The European Union has “strongly encouraged” its member states to introduce pre-departure coronavirus tests for all travelers entering the union from China, after EU leaders failed yesterday to agree to a bloc-wide policy that would mandate pre-departure coronavirus testing from China amid a new wave of COVID-19 infections in that country. Some individual countries, including France, Italy and Spain, already require travelers from China to present negative test results before boarding. But the EU was unable to agree on a similar requirement due to opposition inside the European Council from some of its members, including Austria.
Pressure has been building inside the EU for a collective response to China’s lifting of its strict lockdowns and other “Zero COVID” measures after rare protests against them last year. Following that move by Beijing, several countries around the world imposed restrictions on travelers from China out of fear of them introducing new coronavirus variants. In Europe, alarm bells rang when nearly half the passengers on two recent flights from China to Italy tested positive for the coronavirus. In response, several EU member states—as well as non-EU countries like Japan, the U.K. and the U.S.—imposed a negative-test requirement for passengers entering from China.

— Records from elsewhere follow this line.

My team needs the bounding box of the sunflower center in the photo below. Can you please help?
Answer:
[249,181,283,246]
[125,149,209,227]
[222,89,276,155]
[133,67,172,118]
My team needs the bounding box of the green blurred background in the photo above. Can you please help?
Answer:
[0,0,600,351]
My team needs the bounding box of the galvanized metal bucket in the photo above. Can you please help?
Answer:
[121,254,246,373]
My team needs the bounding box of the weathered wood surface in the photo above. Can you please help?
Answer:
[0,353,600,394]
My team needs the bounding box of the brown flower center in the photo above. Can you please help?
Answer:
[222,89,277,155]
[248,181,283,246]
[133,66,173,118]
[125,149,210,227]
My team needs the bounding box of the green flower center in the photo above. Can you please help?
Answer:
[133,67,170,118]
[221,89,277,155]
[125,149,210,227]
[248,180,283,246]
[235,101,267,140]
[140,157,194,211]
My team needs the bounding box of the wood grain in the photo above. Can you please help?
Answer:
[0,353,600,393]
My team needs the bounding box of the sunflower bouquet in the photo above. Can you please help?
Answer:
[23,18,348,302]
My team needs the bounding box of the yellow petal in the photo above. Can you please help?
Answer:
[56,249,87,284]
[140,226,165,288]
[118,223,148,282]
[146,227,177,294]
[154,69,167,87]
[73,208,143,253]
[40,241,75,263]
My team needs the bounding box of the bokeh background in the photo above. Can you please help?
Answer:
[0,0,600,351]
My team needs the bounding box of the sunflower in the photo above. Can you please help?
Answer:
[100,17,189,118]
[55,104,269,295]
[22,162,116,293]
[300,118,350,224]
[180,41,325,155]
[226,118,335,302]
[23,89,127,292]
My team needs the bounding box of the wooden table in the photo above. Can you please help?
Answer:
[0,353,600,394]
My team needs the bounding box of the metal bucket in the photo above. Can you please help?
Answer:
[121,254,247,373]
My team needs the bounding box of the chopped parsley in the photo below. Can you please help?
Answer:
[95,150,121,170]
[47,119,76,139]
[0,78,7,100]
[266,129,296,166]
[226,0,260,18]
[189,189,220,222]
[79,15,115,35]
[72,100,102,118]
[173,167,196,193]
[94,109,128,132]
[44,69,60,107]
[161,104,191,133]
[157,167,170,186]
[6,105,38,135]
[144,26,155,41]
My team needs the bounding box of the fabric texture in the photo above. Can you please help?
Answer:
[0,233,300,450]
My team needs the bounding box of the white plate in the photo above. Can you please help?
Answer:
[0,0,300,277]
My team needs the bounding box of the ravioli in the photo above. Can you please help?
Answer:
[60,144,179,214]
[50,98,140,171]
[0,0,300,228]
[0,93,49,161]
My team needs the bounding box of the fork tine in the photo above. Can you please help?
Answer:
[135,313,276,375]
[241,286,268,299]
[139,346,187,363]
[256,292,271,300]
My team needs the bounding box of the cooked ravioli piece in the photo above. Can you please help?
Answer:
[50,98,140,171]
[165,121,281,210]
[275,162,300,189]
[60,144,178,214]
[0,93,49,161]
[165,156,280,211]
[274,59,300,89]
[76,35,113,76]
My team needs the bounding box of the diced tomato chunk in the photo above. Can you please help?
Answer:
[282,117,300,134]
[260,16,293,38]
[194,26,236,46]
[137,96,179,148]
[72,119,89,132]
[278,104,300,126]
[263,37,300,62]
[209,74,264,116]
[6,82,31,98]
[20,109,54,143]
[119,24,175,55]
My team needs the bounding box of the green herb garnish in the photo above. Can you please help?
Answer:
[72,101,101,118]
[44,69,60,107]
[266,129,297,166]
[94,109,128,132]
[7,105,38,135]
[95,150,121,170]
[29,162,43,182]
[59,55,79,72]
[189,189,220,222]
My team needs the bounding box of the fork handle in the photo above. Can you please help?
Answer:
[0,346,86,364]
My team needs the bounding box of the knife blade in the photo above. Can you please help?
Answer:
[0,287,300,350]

The European Center for Disease Prevention and Control, or ECDC, insists that these restrictions are not necessary, as Europeans are well-vaccinated and no variant mutations have been detected since the outbreak of China’s new wave. It also argues that a mandate for pre-departure tests should be coordinated across the entire EU rather than applied at the national level, given that the EU is a borderless area. The ECDC has also pointed to data from China showing a decrease in the number of new infections from a peak early last month, but Western governments are skeptical about the accuracy of China’s official COVID-19 data.